Wherever I went that weekend, I behaved like the agama lizard. Like the agama lizard would do after diving from a tall tree, nodding its head in self-adulation on landing, I also indulged in some self-admiration.

And why not, if not? Here was I, a bloody civil servant and reporter-in-training, trying to squeeze my oblong head into a star-studded team. The team comprised Dele Momodu, Omololu Kassim, Wale Sokunbi, Femi Adesina, Aliu Mohammed, the late Gbola Adebayo, Uncle Lat Oyemade, Timothy Oyeola, Felix Asimone, Emmanuel Otaru, Gbenga Opebi, and Lanre Ajeboriogbon. Eric Osagie, the late Sunday Umahi, Chika Abanobi, Blessyn Okpowo, Ose Oyamedan and Yetunde Francis (now Mrs. Oladehinde) joined us later. Waziri Adio, Bolaji Abdullahi and Lanre Issa-Onilu stopped by briefly after youth service, I think.

But that was not all. The team also had Sam Omatseye (of the Political Desk of National Concord) contributing as our in-house essayist, Kunle Ajibade (of the African Concord weekly magazine) who dominated our Arts and Literary pages for years, and Seye Kehinde (also of the African Concord) contributing entertainment and court stories.

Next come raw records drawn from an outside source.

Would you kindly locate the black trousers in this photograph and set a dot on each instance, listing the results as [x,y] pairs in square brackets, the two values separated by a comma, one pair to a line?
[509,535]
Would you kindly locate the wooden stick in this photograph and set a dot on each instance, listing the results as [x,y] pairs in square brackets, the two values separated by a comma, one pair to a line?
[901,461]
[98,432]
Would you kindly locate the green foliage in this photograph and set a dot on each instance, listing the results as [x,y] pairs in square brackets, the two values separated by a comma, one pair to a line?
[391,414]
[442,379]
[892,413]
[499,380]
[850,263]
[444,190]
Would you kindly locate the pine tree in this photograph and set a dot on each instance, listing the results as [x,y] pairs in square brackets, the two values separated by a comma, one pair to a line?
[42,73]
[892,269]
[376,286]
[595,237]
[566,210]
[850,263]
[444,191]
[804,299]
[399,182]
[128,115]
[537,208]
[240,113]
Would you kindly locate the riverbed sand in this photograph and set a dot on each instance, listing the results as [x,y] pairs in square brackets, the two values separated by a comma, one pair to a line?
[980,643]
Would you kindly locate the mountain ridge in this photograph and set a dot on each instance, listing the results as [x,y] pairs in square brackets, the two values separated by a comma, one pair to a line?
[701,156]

Dele didn’t contribute to my VOX POP. It is the stuff for boys. But he put his Midas touch on my subsequent story. King Sunny Ade had been my idol since primary school in Ilesa. He still is my idol as far as juju music is concerned. His name and music excite me like no other. Though a rookie reporter, I had wandered into King Sunny Ade’s  office at Jibowu, Lagos, thinking I could interview him. Imagine my audacity. Of course, I didn’t get the interview that I so desperately sought that day but I got an appointment; and an exclusive that excited Mr. Awoyinfa on end. I wrote an impressionistic account of what I saw while waiting for the legend that day. I saw ladies of different sizes, shapes and complexion, moving back and forth, apparently anxious to see the juju music maestro.

Dele Momodu and wife

I took notes and talked to some of them after discovering that they were some of the King’s many Queens. The story was titled: The many wives of King Sunny Ade. But the Editor kept it in his file, waiting for the main interview with KSA.

Now, I cannot recall if KSA loved my story or not, but I got the interview appointment. The Editor thought I was too green to handle a sensation like KSA. So, he assigned Dele Momodu to go with me, and the quintessential journalist showed the stuff he was made. That day, I experienced the magic of Bob Dee for the first time in an interview session. It was a long interview, spanning about one-and-a-half hours but there was never a dull moment.  Mr. Awoyinfa celebrated the interview. And my earlier story was, again, used in the centrespread. It buoyed my confidence.

There are so many angles to this celebrated journalist, social crusader, publisher, media entrepreneur and philanthropist that time and space won’t permit me to write. Indeed, I can write a book on this wonderful human being without stress. But, permit me to save it for another day. However, suffice it to say that the story of Dele Momodu is that of humility, hard-work, courage, wisdom, temperance, and justice, without which no man can be truly successful. And this virtuoso, born and raised in Ile-Ife but whose father, Jacob Momodu, hailed from, Ihievbe in Owan East Local Government Area of Edo State, is success personified.

Now, ladies and gentlemen, kindly raise your glasses and let us toast to Basorun Dele Momodu as he joins the Elders Club, CLUB 60 today, May 16, 2020.

Big congratulations, my dear brother. May God bless your new age. May He grant you long life in health, ceaseless blessings, endless joy, divine protection and peace that transcends all understanding.

Happy birthday, Bob Dee.

Igba odun, odun kan ni o. Ire kabiti.